The Corner

Philosophers and Ploughmen, Each Must Know His Part

Like nearly a million of my fellow Americans, I participated in the Tax Day Tea Party movement last week. (My John Locke Foundation colleagues and I were involved in several dozen events across our state of North Carolina, attracting more than 23,000 participants.) I was glad to see that so many Americans recognize the tremendous threats to liberty and prosperity posed by fiscal irresponsibility in Washington as well as many state capitals.

But while targeting the big spenders, big borrowers, and big taxers is essential, I hope that this new movement towards fiscal conservatism doesn’t ignore the staggering cost imposed on households and businesses by fanatical regulators. Across a wide range of critical industries, from financial services and construction to energy and infrastructure, regulators in the U.S. and around the world are deepening the recession and hampering recovery with a host of rules that yield few real public benefits.

Obamanomics deserves criticism for fiscal recklessness and Euro-envy. But my pet peeve is that it is pathetically dainty. Our economy has structural impediments — in such areas as energy, water, shipping, and traffic congestion — that can only removed by major public and private investments in physical capital. Earth needs to be moved, resources harvested, nuclear plants constructed, rivers dammed, ports and freight rail capacity expanded, and highways resurfaced, widened, and built. At least the New Dealers didn’t mind getting their hands dirty. The current sentiment in Washington seems to be that windmills, solar panels, recycling, insulation, fluorescent bulbs, and monorails are all we need — and that no snail darter, rare fern, or Cape Cod vacationer need suffer as a result.

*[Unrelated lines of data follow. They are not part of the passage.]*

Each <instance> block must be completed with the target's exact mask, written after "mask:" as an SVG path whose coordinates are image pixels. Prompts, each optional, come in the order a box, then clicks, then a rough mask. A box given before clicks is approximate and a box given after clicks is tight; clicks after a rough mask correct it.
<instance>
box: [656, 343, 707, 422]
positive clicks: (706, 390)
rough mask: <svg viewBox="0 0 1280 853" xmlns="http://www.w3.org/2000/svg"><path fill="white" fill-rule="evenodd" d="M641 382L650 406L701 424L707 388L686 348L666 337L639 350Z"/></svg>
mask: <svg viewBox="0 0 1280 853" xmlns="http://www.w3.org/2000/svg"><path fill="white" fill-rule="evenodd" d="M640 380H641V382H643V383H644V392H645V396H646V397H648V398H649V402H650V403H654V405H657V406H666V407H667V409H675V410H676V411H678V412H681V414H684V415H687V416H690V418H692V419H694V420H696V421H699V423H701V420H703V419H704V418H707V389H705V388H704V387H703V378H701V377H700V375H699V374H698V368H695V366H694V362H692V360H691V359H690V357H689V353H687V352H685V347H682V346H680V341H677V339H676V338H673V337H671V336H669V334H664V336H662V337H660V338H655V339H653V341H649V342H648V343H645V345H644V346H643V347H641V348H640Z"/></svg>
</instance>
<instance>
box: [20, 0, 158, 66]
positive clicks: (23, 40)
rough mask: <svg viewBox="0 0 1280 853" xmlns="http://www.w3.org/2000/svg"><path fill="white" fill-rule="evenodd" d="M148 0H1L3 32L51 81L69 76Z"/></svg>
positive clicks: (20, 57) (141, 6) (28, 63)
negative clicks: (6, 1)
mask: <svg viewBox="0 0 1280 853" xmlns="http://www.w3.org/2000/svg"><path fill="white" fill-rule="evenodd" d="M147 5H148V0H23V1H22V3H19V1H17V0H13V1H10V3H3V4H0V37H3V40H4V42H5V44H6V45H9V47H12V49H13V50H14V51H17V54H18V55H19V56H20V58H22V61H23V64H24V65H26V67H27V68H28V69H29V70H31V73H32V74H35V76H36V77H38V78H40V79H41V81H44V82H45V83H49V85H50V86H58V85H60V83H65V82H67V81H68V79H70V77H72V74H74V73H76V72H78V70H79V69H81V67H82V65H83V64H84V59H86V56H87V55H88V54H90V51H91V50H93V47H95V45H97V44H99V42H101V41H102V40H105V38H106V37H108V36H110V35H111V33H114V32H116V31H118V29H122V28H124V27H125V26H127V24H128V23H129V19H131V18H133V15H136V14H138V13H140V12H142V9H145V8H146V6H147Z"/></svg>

The country’s leading think tanks know otherwise. Here are some good reads on regulatory miscues:

• The Competitive Enterprise Institute’s Silvia Santacruz describes the current worldwide war on mining. Reasonable rules are obviously needed, but Santacruz warns of serious consequences if the current overreaching continues.

Ben Lieberman of the Heritage Foundation sounds the alarm about the Environmental Protection Agency’s recent declaration that carbon dioxide and other greenhouse gases threaten public health and welfare — potentially paving the way for regulatory action even without the congressional creation of cap and trade. “This clears the way for the most expensive and expansive environmental regulation in history,” he said. “The EPA approach to regulating CO2 will dramatically affect the lives and day-to-day practices of all Americans … all for a change in the Earth’s temperature too small to ever notice.” The same threat exists at the state level, where regulatory agencies are seeking to declare CO2 a pollutant. My colleague Daren Bakst recently commented on North Carolina’s plans to do so.

• Why do regulators think they can get away with their obstructionist and prohibitionist policies? Because they know that years of misinformation and shoddy journalism have led the public to assume many “facts” about the environment that aren’t true. The Manhattan Institute has a new study identifying widely held myths about energy production, air quality, and other issues.

• The regulatory state builds on its own mistakes, rather than learning from them. The Reason Foundation’s Anthony Randazzo and J. Dustin Pope provide the example of how federal regulatory and monetary policies in the 1970s and early 1980s help create a dangerous boom-and-bust cycle not just in mortgages and mortgage-backed securities but also in financial regulation itself. They conclude, “history has shown time and again that government is unable to predict the negative and long-term consequences of its actions.”

What’s worse: when they know what they’re doing to us or when they don’t?

John Hood — Hood is president of the John William Pope Foundation, a North Carolina grantmaker. His latest book is a novel, Forest Folk (Defiance Press, 2022).